Jacob is quiet for several moments as they shuffle along the dusty road and turn down the lane that leads to home, their noses filled with the aromatic scents of evening meals being prepared in the houses they pass.
"Uncle," he asks, "do you think this Jesus that everyone is talking about could heal you? We heard today that He is on His way here tomorrow and should pass right by your regular post. If He comes by, will you ask Him?"
"Jesus, coming here?" Nathan exclaims. "Praise be to God! The Son of David, the Messiah, coming here? Are you sure?"
"As far as I know. I'll get you back to your place extra early tomorrow so you can ask Him to heal you when He passes by."
"Glory be to God! I will ask Him and ask boldly. Surely, the Son of Man will hear my cry. Oh, Jacob, dare I even sleep tonight?"
"It's dark whether you open your eyes or keep them shut. I guess that's up to you."
Nathan throws back his head in a hearty laugh and gives his nephew's hand an affectionate squeeze.
"You just wake me up, Jacob, and make sure I'm there to meet Him."

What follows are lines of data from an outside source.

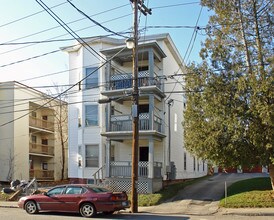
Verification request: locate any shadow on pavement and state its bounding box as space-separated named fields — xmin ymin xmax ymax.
xmin=35 ymin=212 xmax=190 ymax=220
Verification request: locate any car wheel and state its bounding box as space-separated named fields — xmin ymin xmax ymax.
xmin=80 ymin=203 xmax=96 ymax=218
xmin=103 ymin=211 xmax=114 ymax=215
xmin=25 ymin=201 xmax=38 ymax=214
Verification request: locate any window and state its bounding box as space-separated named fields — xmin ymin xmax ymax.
xmin=41 ymin=139 xmax=48 ymax=145
xmin=31 ymin=135 xmax=37 ymax=143
xmin=86 ymin=145 xmax=99 ymax=167
xmin=31 ymin=112 xmax=37 ymax=118
xmin=193 ymin=157 xmax=196 ymax=171
xmin=184 ymin=152 xmax=186 ymax=170
xmin=47 ymin=186 xmax=66 ymax=196
xmin=66 ymin=186 xmax=82 ymax=194
xmin=85 ymin=105 xmax=98 ymax=126
xmin=42 ymin=162 xmax=48 ymax=170
xmin=85 ymin=67 xmax=98 ymax=89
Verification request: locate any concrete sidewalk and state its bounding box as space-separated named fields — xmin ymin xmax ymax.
xmin=0 ymin=200 xmax=274 ymax=218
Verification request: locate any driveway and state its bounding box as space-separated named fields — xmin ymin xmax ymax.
xmin=139 ymin=173 xmax=268 ymax=215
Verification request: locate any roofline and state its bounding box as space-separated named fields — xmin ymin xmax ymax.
xmin=60 ymin=33 xmax=185 ymax=70
xmin=0 ymin=80 xmax=67 ymax=103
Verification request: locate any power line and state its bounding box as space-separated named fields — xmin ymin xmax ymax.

"I will," the boy giggles, "and, tomorrow, I'll stay with you just to be sure. I want to see this man, Jesus, for myself."
If Jesus were to stand before you at this moment and ask, "What would you have me do for you?", what would be your response? I am so envious of the blind man who knew exactly what he wanted without hesitation or second thoughts. Too often, I find myself longing for or asking God for things before I've prayed about them and listened for His answers. I know that it should be His priority list, not mine, His time, not mine, His will, not mine. I can't help but stand in awe of the boldness of this blind man who knew with conviction in his soul what he needed through God's redeeming love. Jesus saw the faith of this man and it was the faith that healed him.
May we, like the blind man, remember that Jesus stands before us, asking constantly, "What would you have me do for you?", and may we, as undeserving but beloved heirs, know that our prayers are answered even when it seems they are not, for our merciful Christ and our loving Father, through the Holy Spirit, are our audience of one.
Luke 18:43 Immediately, he regained his sight and followed Him, glorifying God.